Despite all of Fox’s success, I suppose it would be hard to argue that they haven’t had a few missteps. Among those are the later Alien films (particularly some crossovers with the Predator franchise) and Titan A.E., a movie which was initially planned to be live-action, only to be given to the animation department late in the game. Not even animation legend Don Bluth could fix it. Still, Fox kept pushing forward, and in June of 2000, just as their sister studio released the animated flop, they unleashed the first installment of the X-Men franchise, a series that I’ve gone on about at length. Although there were a few stinkers in that series, the studio did a great job for the most part, giving daring takes on the sci-fi genre with films like the 60s-set X-Men: First Class. They even got back in business with James Cameron for his technological epic sci-fi film Avatar. You would think having two sci-fi juggernauts (no pun intended) would be enough, but Fox – with the help of producer Peter Chernin and Director Ridley Scott – went back to the Planet of the Apes and Alien franchises, respectively, and, in doing so, showing how prequels ought to be done.
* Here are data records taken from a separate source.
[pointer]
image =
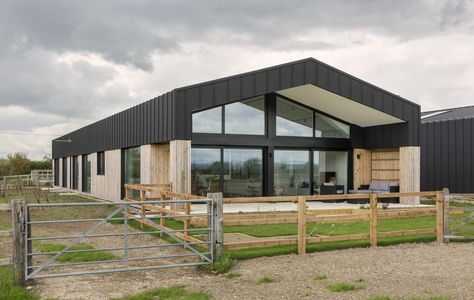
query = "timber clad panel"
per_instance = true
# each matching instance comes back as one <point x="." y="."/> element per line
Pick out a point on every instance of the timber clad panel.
<point x="362" y="167"/>
<point x="385" y="165"/>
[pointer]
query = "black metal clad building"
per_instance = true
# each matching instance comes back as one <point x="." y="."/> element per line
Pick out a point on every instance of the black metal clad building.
<point x="447" y="150"/>
<point x="168" y="117"/>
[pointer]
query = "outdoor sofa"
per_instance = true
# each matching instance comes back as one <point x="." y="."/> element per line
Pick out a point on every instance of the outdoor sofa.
<point x="377" y="187"/>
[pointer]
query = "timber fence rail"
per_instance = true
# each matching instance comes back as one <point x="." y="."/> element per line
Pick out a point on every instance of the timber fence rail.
<point x="301" y="216"/>
<point x="304" y="215"/>
<point x="162" y="193"/>
<point x="5" y="234"/>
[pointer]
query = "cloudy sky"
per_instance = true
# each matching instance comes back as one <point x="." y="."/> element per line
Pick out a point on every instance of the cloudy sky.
<point x="64" y="64"/>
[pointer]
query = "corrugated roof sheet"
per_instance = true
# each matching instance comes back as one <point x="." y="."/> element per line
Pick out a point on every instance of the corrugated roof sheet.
<point x="465" y="112"/>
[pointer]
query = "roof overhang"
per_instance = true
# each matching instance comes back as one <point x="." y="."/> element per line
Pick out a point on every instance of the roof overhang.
<point x="338" y="106"/>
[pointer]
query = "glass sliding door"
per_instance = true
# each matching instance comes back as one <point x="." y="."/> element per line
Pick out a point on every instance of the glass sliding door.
<point x="65" y="172"/>
<point x="205" y="170"/>
<point x="291" y="172"/>
<point x="243" y="172"/>
<point x="329" y="168"/>
<point x="75" y="173"/>
<point x="86" y="173"/>
<point x="132" y="168"/>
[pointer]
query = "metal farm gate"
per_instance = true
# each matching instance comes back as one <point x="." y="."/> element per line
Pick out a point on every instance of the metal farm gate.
<point x="458" y="217"/>
<point x="140" y="240"/>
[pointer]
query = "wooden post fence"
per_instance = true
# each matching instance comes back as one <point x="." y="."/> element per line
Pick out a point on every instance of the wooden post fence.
<point x="373" y="220"/>
<point x="301" y="225"/>
<point x="18" y="236"/>
<point x="187" y="211"/>
<point x="218" y="214"/>
<point x="439" y="217"/>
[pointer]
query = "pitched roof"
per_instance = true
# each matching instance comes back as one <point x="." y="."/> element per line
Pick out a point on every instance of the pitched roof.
<point x="464" y="112"/>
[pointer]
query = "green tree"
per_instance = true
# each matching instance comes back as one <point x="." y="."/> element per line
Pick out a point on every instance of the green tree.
<point x="20" y="164"/>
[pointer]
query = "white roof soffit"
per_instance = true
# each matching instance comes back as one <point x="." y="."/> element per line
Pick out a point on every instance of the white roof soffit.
<point x="338" y="106"/>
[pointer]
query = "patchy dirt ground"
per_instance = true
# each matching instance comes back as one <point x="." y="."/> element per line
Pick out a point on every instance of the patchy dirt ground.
<point x="402" y="271"/>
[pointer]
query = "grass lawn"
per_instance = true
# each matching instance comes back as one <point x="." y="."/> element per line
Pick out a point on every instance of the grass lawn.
<point x="8" y="290"/>
<point x="175" y="292"/>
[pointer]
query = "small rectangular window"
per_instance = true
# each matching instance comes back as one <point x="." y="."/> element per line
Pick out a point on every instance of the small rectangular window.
<point x="100" y="163"/>
<point x="208" y="121"/>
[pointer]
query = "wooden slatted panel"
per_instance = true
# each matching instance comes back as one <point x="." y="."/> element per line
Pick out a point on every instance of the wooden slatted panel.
<point x="385" y="165"/>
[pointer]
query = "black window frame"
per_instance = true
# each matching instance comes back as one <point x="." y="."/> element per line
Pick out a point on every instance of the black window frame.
<point x="221" y="164"/>
<point x="101" y="163"/>
<point x="84" y="174"/>
<point x="74" y="171"/>
<point x="64" y="172"/>
<point x="56" y="171"/>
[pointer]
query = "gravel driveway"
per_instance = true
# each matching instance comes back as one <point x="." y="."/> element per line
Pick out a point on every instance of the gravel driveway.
<point x="402" y="271"/>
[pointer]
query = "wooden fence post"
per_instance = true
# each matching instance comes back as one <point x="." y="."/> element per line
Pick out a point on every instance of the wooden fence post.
<point x="218" y="215"/>
<point x="187" y="211"/>
<point x="446" y="214"/>
<point x="142" y="199"/>
<point x="19" y="240"/>
<point x="301" y="225"/>
<point x="373" y="220"/>
<point x="439" y="217"/>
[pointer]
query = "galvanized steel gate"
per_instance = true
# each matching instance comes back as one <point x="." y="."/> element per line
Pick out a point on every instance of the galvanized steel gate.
<point x="458" y="217"/>
<point x="178" y="251"/>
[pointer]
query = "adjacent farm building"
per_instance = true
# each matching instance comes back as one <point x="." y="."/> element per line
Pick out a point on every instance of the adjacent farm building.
<point x="299" y="128"/>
While they were unable to maintain momentum with the two series both petering out after just a couple of films, they were able to go in a new direction with X-Men, giving us movies like Deadpool and, of course, Hugh Jackman’s Wolverine swan song Logan. I was really glad both Jackman and original Professor Xavier Patrick Stewart were able to go out on their own terms because just nine months after release, the Disney-Fox deal was announced.

Fox, sci-fi, Logan

I was unhappy with the idea of Disney acquiring Fox from the start, as I did not believe Disney would take risks with the treasure trove of ambition and creativity Fox possessed; the kind of ambition and creativity Alita has shown. In a way, it is poetic that the Fox I’ve known my whole life is going out with a film produced by one of their greatest creative partners. Like many Fox sci-fi movies before it, Alita was unafraid to tell a science fiction story that went against the grain and challenged its audience to think bigger about the genre. I want to believe Disney will do right by properties like Alita, Avatar, and Alien, but I can’t help being a little worried for those franchises’ futures, especially considering the Fox 2000 shuttering Disney enacted just a day after the merger was officially complete. Despite my misgivings, with the Fox name being retained for a few film releases a year going forward, I can only hope that the label will continue the legacy that began decades ago by continuing to bring us unbridled passion and creativity within the sci-fi genre.